North Korea says willing to resolve crisis
Posted on: Thursday, 21 July 2005, 09:32 CDT
BEIJING (Reuters) - North Korea is willing to resolve a crisis over its nuclear arms program at next week's six-party talks in Beijing, but said normalizing relations with Washington was key to a deal, Chinese media said on Thursday.
"Not a single nuclear weapon will be needed for us if the U.S. nuclear threat is removed and its hostile policy of 'bringing down the DPRK's system' is withdrawn," China's official Xinhua news agency quoted an unnamed North Korean Foreign Ministry spokesman as saying.
North Korea's official name is the Democratic People's Republic of Korea (DPRK).
A fourth round of talks involving the two Koreas, the United States, China, Japan and Russia will open in Beijing next week.

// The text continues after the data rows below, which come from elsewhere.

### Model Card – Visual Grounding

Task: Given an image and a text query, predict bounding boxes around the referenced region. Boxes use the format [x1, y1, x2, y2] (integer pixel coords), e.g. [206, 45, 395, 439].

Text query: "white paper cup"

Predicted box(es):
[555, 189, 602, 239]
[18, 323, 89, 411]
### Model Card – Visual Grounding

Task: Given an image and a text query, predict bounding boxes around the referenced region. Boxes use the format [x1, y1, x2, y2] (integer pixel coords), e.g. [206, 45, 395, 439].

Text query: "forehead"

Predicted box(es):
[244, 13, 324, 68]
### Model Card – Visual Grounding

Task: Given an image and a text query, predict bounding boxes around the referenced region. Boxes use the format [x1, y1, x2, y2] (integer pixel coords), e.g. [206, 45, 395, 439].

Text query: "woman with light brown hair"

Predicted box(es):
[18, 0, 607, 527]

Pyongyang cited what it calls Washington's hostile policy toward it as the reason for refusing to participate in six-party talks for more than one year and said it agreed to come back after the United States said it would recognize North Korea as a sovereign state.
The communist state repeated calls for its removal from the U.S. list of states that sponsor terrorism, and the lifting of all sanctions against it, Xinhua added.
The basic premise of the talks is for North Korea to dismantle all its nuclear weapons programs in a verifiable manner in exchange for much-needed aid for its moribund economy and security guarantees.